The results of each measurement are shown in Table 1 below. In Table 1, the time for simultaneously dropping the aqueous solution of silver nitrate and the aqueous solution of ammonium citrate, the heating rate and maximum temperature of the silver powder slurry obtained by dropping the aqueous solution of ammonium formate on the silver citrate slurry, and the holding temperature of each solution The type of reducing agent aqueous solution is also described. Further, among the heat-generated gas species in Table 1, CO ₂ is gaseous carbon dioxide, and acetone, water, ethanediol, acetic acid, and pyrrole are evaporation products of these.

<Preparation of bonding material>
(Example 1)
Class I silver powder, 2-ethylhexylamine (molecular weight: 129.24), and butyl carbitol acetate were put in a container in a compounding amount of 85: 5: 15 by mass ratio, and kneader (made by THINKY, "Awawa" The joining material was obtained by performing kneading for 3 minutes by rotating at a rotation speed of 2000 rpm for 5 minutes.

(Example 2)
A bonding material was obtained in the same manner as in Example 1 except that the silver powder of Class II was used.

(Example 3)
A bonding material was obtained in the same manner as in Example 1 except that the silver powder of Class III was used.

(Example 4)
A bonding material was obtained in the same manner as in Example 1 except that dipropylene glycol monomethyl ether was used as the non-amine organic solvent.

(Example 5)
A bonding material was obtained in the same manner as in Example 1 except that butyl carbitol was used as the non-amine organic solvent.

(Example 6)
A bonding material was obtained in the same manner as in Example 1 except that methylpentanediol was used as the non-amine organic solvent.

(Example 7)
A bonding material was obtained in the same manner as in Example 1 except that terpineol was used as the non-amine organic solvent.

(Example 8)
A bonding material was obtained in the same manner as in Example 1 except that hexylamine (molecular weight: 101.19) was used as the alkylamine.

(Example 9)
A bonding material was obtained in the same manner as in Example 1 except that decylamine (molecular weight: 157.30) was used as the alkylamine.

(Example 10)
A bonding material was obtained in the same manner as in Example 1 except that the amounts of silver powder, 2-ethylhexylamine, and butyl carbitol acetate mixed were 70:10:20.

(Example 11)
A bonding material was obtained in the same manner as in Example 1 except that the compounding amounts of silver powder, 2-ethylhexylamine, and butyl carbitol acetate were 90: 2: 8.

(Example 12)
A bonding material was obtained in the same manner as in Example 1 except that the compounding amounts of silver powder, 2-ethylhexylamine and butyl carbitol acetate were 80: 19: 1.

(Example 13)
A bonding material was obtained in the same manner as in Example 1 except that the compounding amounts of silver powder, 2-ethylhexylamine, and butyl carbitol acetate were 80: 2: 18.

(Comparative Example 1)
A bonding material was obtained in the same manner as in Example 1 except that the silver powder of Class IV was used.

(Comparative example 2)
A bonding material was obtained in the same manner as in Example 1 except that the silver powder of Class V was used.

(Comparative Example 3)
A bonding material was obtained in the same manner as in Example 1 except that silver powder of Class VI was used.

(Comparative example 4)
A bonding material was obtained in the same manner as in Example 1 except that water was used instead of the non-amine organic solvent.

(Comparative example 5)
A bonding material was obtained in the same manner as in Example 1 except that ethanol was used as the non-amine organic solvent.

(Comparative example 6)
A bonding material was obtained in the same manner as in Example 1 except that butylamine (molecular weight: 73.14) was used as the alkylamine.

(Comparative Example 7)
A bonding material was obtained in the same manner as in Example 1 except that dodecylamine (molecular weight: 185.35) was used as the alkylamine.

(Comparative Example 8)
A bonding material was obtained in the same manner as in Example 1 except that 2-ethylhexylamine was not added and the compounding amounts of silver powder and butyl carbitol acetate were 80:20.

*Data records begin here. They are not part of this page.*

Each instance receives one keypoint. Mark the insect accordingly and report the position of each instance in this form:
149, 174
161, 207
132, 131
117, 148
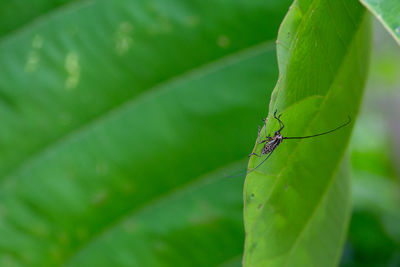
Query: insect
271, 143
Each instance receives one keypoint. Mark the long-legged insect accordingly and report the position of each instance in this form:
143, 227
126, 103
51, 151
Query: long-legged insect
271, 143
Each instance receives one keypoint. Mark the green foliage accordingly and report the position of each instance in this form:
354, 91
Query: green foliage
297, 206
119, 121
388, 13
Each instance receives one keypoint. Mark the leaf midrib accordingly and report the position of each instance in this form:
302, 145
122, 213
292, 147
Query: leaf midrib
323, 196
43, 16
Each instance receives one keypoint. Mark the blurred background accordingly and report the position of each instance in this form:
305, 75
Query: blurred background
122, 122
374, 232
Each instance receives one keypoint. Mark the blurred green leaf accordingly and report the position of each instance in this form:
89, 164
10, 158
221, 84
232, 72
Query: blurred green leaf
119, 120
388, 13
297, 203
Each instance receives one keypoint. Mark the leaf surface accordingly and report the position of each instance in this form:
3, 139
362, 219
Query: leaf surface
388, 13
120, 120
297, 202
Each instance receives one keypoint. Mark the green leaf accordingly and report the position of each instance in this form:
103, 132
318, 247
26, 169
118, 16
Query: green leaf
297, 203
388, 13
119, 121
14, 15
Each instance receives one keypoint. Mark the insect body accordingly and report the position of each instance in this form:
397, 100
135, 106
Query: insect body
271, 143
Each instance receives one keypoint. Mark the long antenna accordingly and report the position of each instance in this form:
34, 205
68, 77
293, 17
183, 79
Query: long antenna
308, 136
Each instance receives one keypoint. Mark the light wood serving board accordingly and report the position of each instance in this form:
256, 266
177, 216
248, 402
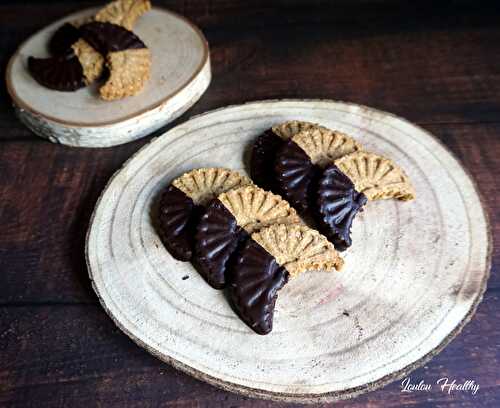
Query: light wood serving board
180, 75
413, 277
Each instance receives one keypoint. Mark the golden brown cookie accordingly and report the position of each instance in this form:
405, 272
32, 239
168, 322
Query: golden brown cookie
267, 261
229, 220
323, 146
265, 147
203, 185
92, 62
298, 248
376, 176
289, 129
129, 71
123, 12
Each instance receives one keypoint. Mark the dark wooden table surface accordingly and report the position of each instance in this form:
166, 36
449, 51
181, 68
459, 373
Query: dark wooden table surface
436, 64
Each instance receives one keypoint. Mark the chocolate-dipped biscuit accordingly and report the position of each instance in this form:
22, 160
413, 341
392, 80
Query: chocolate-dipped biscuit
123, 12
228, 221
265, 148
80, 66
337, 204
63, 73
63, 38
107, 37
267, 261
127, 58
183, 201
376, 176
131, 70
345, 186
298, 162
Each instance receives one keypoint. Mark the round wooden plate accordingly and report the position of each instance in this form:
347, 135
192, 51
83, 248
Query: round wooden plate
180, 75
413, 277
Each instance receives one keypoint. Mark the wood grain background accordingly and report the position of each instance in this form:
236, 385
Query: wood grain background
438, 66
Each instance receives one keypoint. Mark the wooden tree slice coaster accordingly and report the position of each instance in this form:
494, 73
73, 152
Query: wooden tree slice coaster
412, 279
180, 75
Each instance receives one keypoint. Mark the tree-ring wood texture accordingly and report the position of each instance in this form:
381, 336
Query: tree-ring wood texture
411, 281
180, 74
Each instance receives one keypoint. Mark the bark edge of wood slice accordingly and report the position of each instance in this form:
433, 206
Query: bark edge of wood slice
180, 75
413, 278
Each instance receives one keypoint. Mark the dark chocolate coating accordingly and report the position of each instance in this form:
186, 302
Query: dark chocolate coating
107, 37
218, 236
255, 280
264, 151
63, 73
337, 203
295, 175
63, 38
178, 216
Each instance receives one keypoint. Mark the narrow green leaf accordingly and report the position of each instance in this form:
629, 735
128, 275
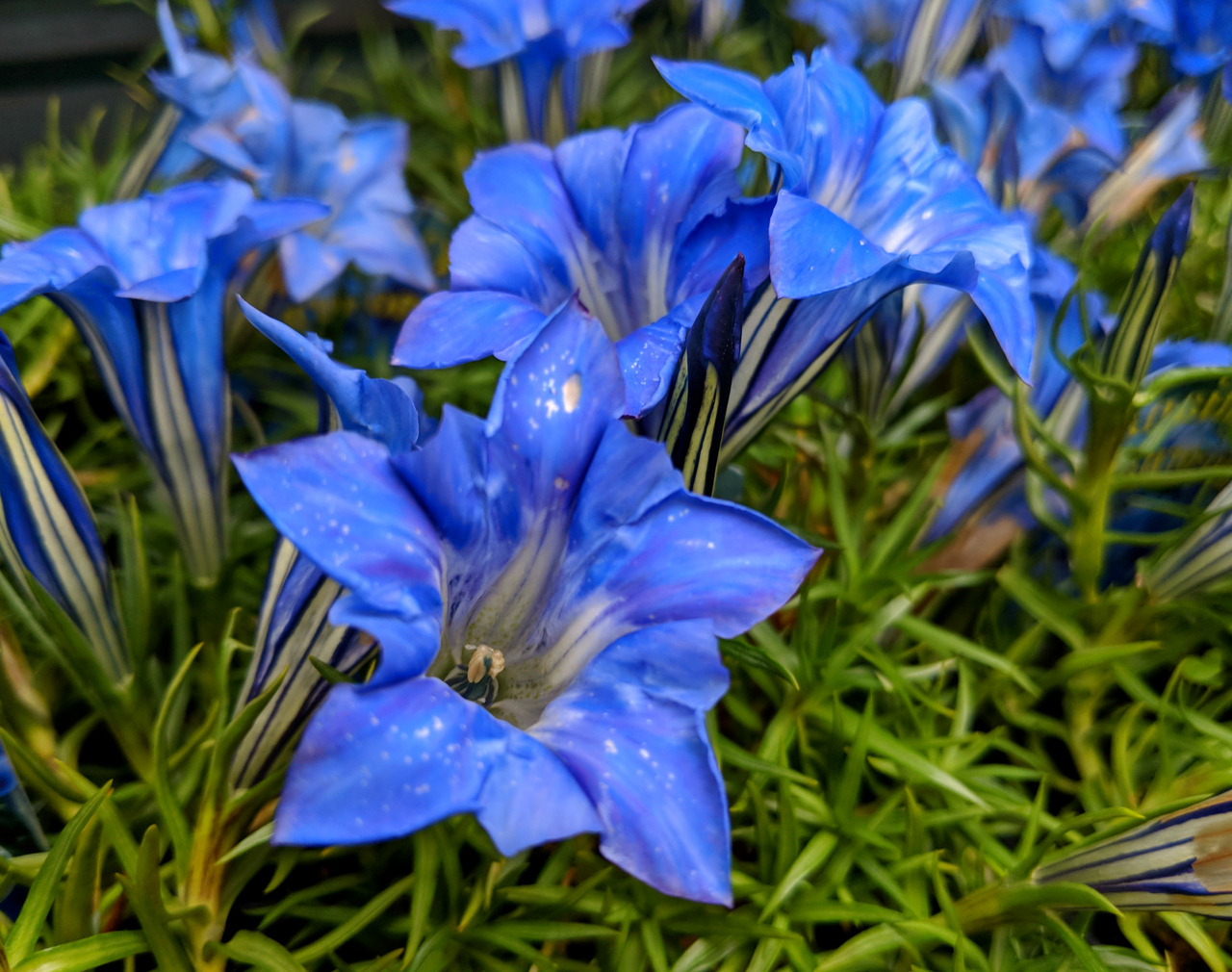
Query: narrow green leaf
1045, 607
26, 929
259, 951
74, 907
167, 802
949, 643
144, 891
816, 853
87, 955
356, 923
752, 655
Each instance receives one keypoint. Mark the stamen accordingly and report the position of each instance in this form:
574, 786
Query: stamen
477, 680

  Table 2 below shows the silver powder, the alkylamine, and the non-amine organic solvent used for the preparation of the bonding materials of Examples and Comparative Examples, and the compounding amounts thereof. Regarding the silver powder, the particle sizes of the first peak and the second peak are also shown together.

  Moreover, the upper limit of the particle size of the secondary particles of the silver powder was measured for the bonding materials obtained in each of the examples and each of the comparative examples using a grind gauge (grindometer manufactured by TQC). The measurement is performed according to the method specified in JIS K 5600-2-5, the gauge value when three or more streaks derived from the secondary particles are generated on the gauge, and the value of the gauge is read. Was set as the upper limit value of the particle size. Table 2 shows the results.

<Evaluation of bonding material>
Regarding the bonding materials of Examples 1 to 13 and Comparative Examples 1 to 8, the presence or absence of solid-liquid separation and the change in viscosity were evaluated. However, the bonding material of Comparative Example 4 could not be evaluated because it was not made into a paste.

  The presence or absence of solid-liquid separation was determined by visually observing the bonding material immediately after preparation. The bonding material in which solid-liquid separation did not occur was designated as “OK”, and the bonding material in which solid-liquid separation occurred was designated as “impossible”. The results are shown in Table 3.

  The viscosity change was measured by measuring the viscosity X of the bonding material immediately after preparation and the viscosity Y of the bonding material after being stored in a temperature environment of 10 ° C. for 7 days, and calculating the change rate (Y / X × 100) of the viscosity. Evaluated by asking. A bonding material having a viscosity change rate of 5% or less was designated as "OK" and a bonding material having a viscosity change rate of more than 5% was designated as "NG". The viscosity was measured using a rheometer, and the shear rate at the time of viscosity measurement was 10 [1 / s]. The results are shown in Table 3.

<Production and evaluation of bonded body>
Using the joining materials of Examples 1 to 13 and Comparative Examples 1 to 3 and 5 to 8, joined bodies were produced by the following method.
A plate in which an aluminum plate was covered with silver was prepared as a substrate, and a bonding material was printed and formed on the silver using a metal mask (hole size: vertical 3 mm × horizontal 3 mm × thickness 50 μm). Next, a silicon chip whose surface is coated with silver (size: 2.5 mm length × 2.5 mm width × 200 μm thickness) is placed on the bonding material, and the temperature is maintained at 150 ° C. for 30 minutes in the air atmosphere. By doing so, firing was performed. As a result, a bonding layer was formed between the substrate and the silicon chip, and a bonded body was obtained.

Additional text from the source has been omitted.